Изменить размер шрифта - +
Нельзя допустить, чтобы тебя отнесли к аристократам, к помещикам, капиталистам, кулакам, цыганам, евреям или даже просто к горожанам. Поэтому вожди народных государств предпочитают сегодня иметь как можно более темную родословную. В этом смысле obscurité можно перевести как «незначительность», если уж не оставлять просто как «затемненность». Гениальная находка Ривароля в том, как он связывает это качество (или, скорее, отсутствие качеств) с покоем невинности, т. е. со спокойной совестью. Светом этой ремарки озаряются нагромождения бесстыдства, через которые проходят в удивленном молчании.

 

Наконец, остается la loi, «закон». Здесь можно сказать и «законы», ведь в виду несомненно имеется не закон в древнем, досточтимом смысле, как например закон Моисеев. Такой закон как раз и слабеет, по мере того как множатся законы.

 

Таким образом, мы приходим к следующей версии: «Мы живем во времена, когда незначительность защищает лучше законов и более успокоительна для совести, чем невинность».

 

Ее тоже можно оспаривать, ведь перевод всегда остается лишь приблизительным.
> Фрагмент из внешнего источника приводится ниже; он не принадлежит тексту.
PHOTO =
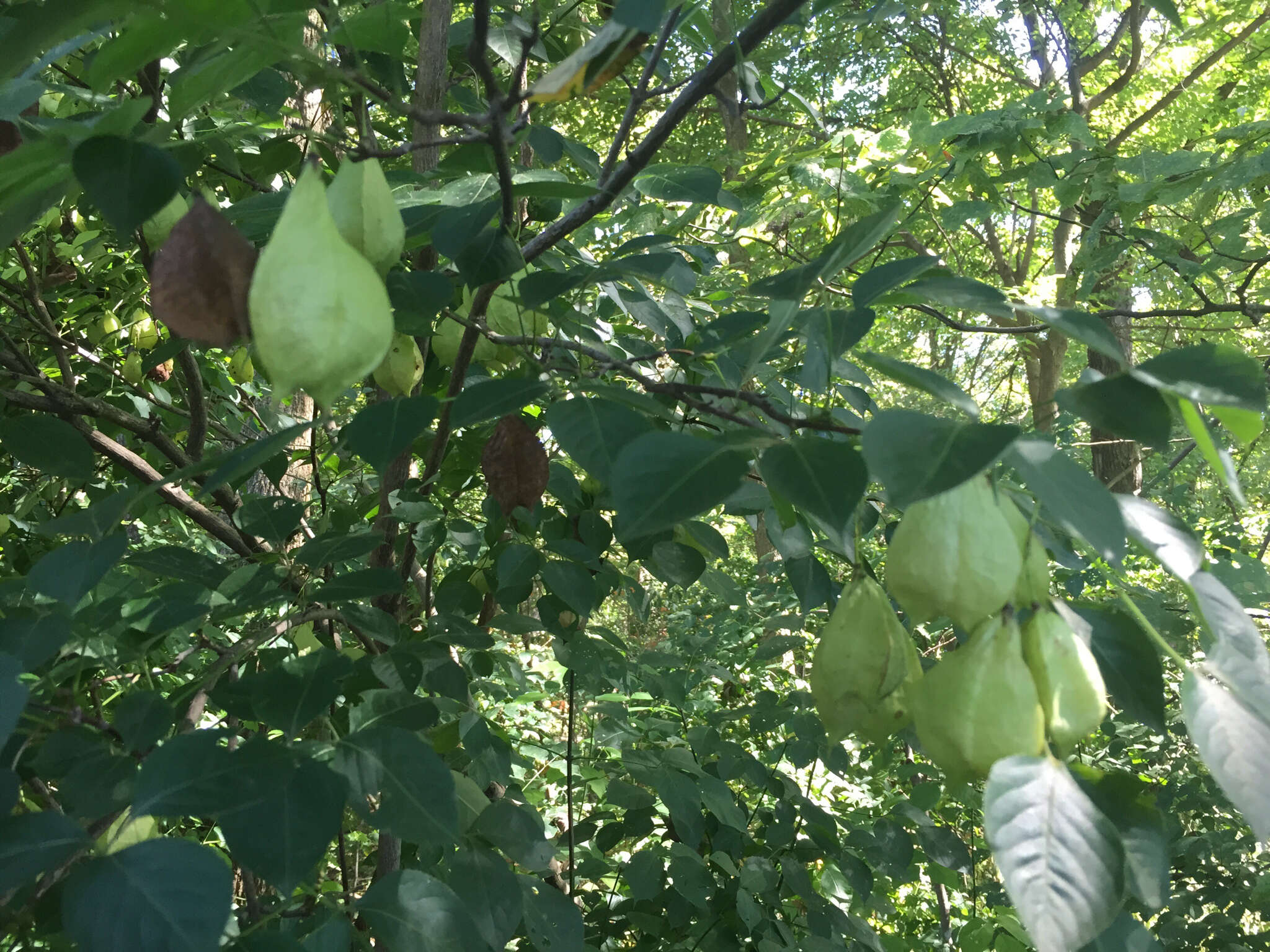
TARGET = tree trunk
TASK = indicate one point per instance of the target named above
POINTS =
(728, 92)
(1118, 462)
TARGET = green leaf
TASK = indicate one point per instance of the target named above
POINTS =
(1162, 535)
(414, 788)
(127, 180)
(1060, 857)
(1237, 654)
(32, 843)
(1129, 803)
(1245, 426)
(878, 281)
(192, 775)
(680, 183)
(963, 295)
(143, 719)
(675, 564)
(381, 432)
(553, 922)
(1214, 455)
(33, 638)
(334, 547)
(492, 255)
(163, 895)
(856, 240)
(361, 586)
(1127, 935)
(517, 831)
(660, 479)
(246, 460)
(1076, 500)
(1128, 660)
(928, 381)
(489, 891)
(918, 456)
(943, 845)
(282, 834)
(572, 584)
(1122, 405)
(494, 398)
(48, 444)
(393, 708)
(1214, 375)
(418, 298)
(644, 15)
(412, 910)
(270, 517)
(825, 479)
(291, 695)
(1235, 744)
(74, 569)
(593, 432)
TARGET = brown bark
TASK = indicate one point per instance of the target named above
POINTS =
(1118, 462)
(728, 92)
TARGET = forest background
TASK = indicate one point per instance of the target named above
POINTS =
(521, 656)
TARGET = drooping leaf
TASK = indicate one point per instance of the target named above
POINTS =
(1060, 857)
(1071, 495)
(1235, 744)
(824, 478)
(411, 909)
(381, 432)
(414, 788)
(660, 479)
(917, 456)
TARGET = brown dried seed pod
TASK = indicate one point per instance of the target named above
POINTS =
(200, 280)
(515, 465)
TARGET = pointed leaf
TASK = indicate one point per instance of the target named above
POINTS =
(381, 432)
(1060, 857)
(163, 895)
(928, 381)
(660, 479)
(1071, 495)
(824, 478)
(412, 910)
(1235, 744)
(918, 456)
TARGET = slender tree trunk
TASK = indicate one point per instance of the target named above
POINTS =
(1118, 462)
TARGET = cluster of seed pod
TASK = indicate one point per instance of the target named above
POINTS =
(967, 555)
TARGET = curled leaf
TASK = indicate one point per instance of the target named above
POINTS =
(200, 278)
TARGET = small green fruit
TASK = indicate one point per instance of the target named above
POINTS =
(864, 666)
(403, 367)
(954, 555)
(1068, 681)
(159, 226)
(242, 371)
(133, 372)
(144, 333)
(321, 315)
(106, 330)
(980, 703)
(366, 214)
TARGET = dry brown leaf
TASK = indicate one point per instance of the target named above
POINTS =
(515, 465)
(201, 276)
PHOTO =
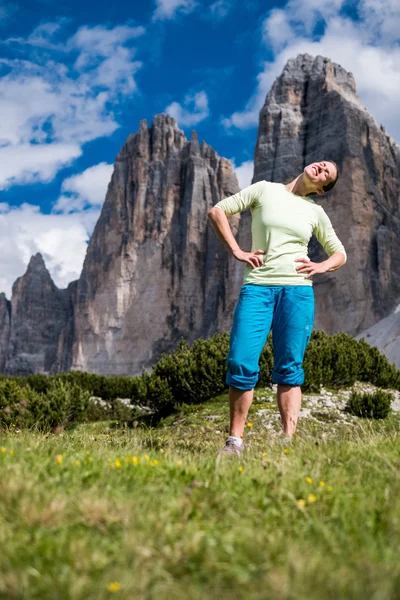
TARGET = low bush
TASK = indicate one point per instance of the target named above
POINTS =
(370, 406)
(23, 406)
(189, 375)
(197, 373)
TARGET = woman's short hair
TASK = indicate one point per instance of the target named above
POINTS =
(329, 186)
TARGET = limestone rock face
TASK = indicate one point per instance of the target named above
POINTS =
(386, 336)
(155, 270)
(5, 318)
(312, 113)
(40, 324)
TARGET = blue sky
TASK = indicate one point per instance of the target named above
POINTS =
(77, 77)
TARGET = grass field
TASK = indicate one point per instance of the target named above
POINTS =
(103, 511)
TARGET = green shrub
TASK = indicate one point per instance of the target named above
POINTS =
(371, 406)
(63, 404)
(14, 400)
(195, 374)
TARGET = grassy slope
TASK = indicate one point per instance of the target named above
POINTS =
(147, 509)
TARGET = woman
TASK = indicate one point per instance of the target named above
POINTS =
(277, 291)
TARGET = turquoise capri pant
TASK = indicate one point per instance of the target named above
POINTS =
(289, 312)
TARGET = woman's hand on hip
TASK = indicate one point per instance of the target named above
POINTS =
(254, 259)
(309, 267)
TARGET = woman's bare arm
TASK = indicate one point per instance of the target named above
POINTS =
(222, 228)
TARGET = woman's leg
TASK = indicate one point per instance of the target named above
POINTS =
(289, 403)
(251, 324)
(291, 331)
(239, 405)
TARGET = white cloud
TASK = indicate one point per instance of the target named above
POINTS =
(29, 163)
(61, 239)
(195, 109)
(167, 9)
(87, 188)
(221, 8)
(47, 105)
(244, 172)
(362, 47)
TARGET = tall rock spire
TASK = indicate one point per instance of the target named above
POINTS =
(313, 113)
(154, 269)
(39, 323)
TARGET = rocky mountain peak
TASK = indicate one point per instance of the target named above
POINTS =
(312, 113)
(37, 264)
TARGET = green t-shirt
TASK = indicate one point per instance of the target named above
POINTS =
(282, 225)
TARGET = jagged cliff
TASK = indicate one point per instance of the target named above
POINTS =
(313, 113)
(40, 323)
(155, 270)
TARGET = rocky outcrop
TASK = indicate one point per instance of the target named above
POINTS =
(385, 335)
(41, 323)
(313, 113)
(154, 270)
(5, 318)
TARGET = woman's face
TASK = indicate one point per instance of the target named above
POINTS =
(321, 173)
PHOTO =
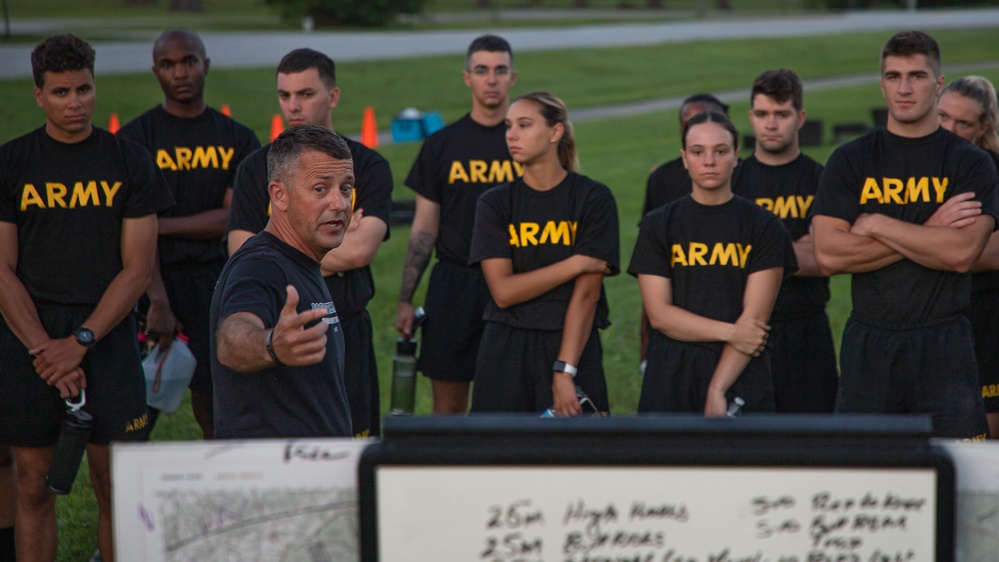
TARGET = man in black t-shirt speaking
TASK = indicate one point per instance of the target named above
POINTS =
(907, 210)
(783, 180)
(197, 149)
(77, 239)
(307, 93)
(277, 354)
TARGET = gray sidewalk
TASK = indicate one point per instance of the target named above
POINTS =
(264, 49)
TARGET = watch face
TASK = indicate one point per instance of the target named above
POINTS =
(84, 336)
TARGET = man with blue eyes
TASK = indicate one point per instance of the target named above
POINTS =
(455, 166)
(78, 210)
(307, 95)
(198, 149)
(278, 351)
(907, 209)
(783, 180)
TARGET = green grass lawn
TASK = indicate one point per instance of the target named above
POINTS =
(617, 152)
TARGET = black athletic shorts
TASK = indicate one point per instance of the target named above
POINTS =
(189, 288)
(514, 371)
(360, 374)
(984, 316)
(928, 369)
(803, 363)
(31, 411)
(678, 374)
(456, 300)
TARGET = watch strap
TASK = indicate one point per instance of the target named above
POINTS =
(563, 367)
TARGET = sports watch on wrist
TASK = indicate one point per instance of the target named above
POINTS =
(563, 367)
(84, 337)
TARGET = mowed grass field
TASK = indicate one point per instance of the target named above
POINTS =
(618, 152)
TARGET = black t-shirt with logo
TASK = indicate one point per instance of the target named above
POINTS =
(198, 157)
(535, 229)
(666, 184)
(708, 252)
(68, 202)
(251, 209)
(787, 191)
(279, 401)
(906, 179)
(455, 166)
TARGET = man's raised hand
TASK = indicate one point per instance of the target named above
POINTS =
(296, 343)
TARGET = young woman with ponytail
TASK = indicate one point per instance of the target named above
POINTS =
(545, 243)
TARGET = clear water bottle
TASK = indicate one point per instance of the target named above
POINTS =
(70, 446)
(404, 371)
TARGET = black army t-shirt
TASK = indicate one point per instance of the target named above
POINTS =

Анри Плар, германист из Брюсселя, сравнивает слова, всплывающие как возможные варианты перевода, со связкой ключей, которыми мы пробуем открыть ларец. Некоторые подходят к скважине, но замок отпирается только одним.

 

Можно добавить, что и в ларце иногда не оказывается точного эквивалента. Всегда остается невесомый осадок, определяемый самим духом языка. В этом смысле у нас нет слова, которое объединяло бы в себе все гены французского obscurité. В нем пошлая ничтожность суверенного буржуа, непревзойденный портрет которого нам оставил Домье, сочетается со свойственным XVIII веку презрением к человеку темного происхождения, к простолюдину. И вокабула эта типична для Ривароля, ведь он стоит на самом гребне хребта, разделяющего два столетия. А тот, кто с такой точностью попадает в средостенье своего собственного времени, затрагивает и то, что значимо во все времена. Вот и получается, что такое слово, как obscurité, еще и сегодня сохраняет провоцирующий характер, и при его звуке из тьмы встают целые галереи современников, людей давней эпохи, вновь начинающих властвовать над жизнью и смертью. С другой стороны, это добрый признак того, что мы еще способны ощутить сам вкус слова, а значит, свет критики еще не померк.

 

К отдельным местам

 

[С. 96] Во время этой премьеры Бомарше сказал Риваролю: «В Версале у меня было столько хлопот с полицией, что я просто совершенно разбит». «Такие уж там порядки», — ответил Ривароль, и эти слова показывают, что он (и быть может, только он один) вполне проникся настроением, воодушевлением этого вечера, который Сент-Бёв уподобляет разорвавшейся бомбе и о котором Наполеон позднее говорил: то была «уже двинувшаяся в поход революция».

 

[С. 102] Якоб Гримм пишет там о «Немецком словаре»: «Теперь вся эта громадная ноша ложилась на две пары плеч: казалось, это ее облегчит, разделит пополам; но появились ведь и две головы, а это вредило если не единству замысла, то единству его исполнения. Однако сомнения рассеялись, уступив той неизменной дружбе, что соединяла нас с младых ногтей…».

 

[С. 146] Упоминание о Берке в этом контексте нужно принимать с оговоркой; всегда следует спрашивать, что именно думали о нем романтики. Карл Шмитт характеризует то восхищение, с которым Адам Мюллер относился к Берку, в сущности неоправданным: «В Германии о Берке до сих пор говорят как о первом этапе романтизма, как будто он был для романтиков чем-то иным, нежели Данте, Кальдерон, Гете — одним ярким тоном в пестром полотне романтического интеллектуализма, просто романтической фигурой, подобно Бетховену в эпистолярных романах Беттины, неким расплывчатым образом…» («Романтизм в политике»).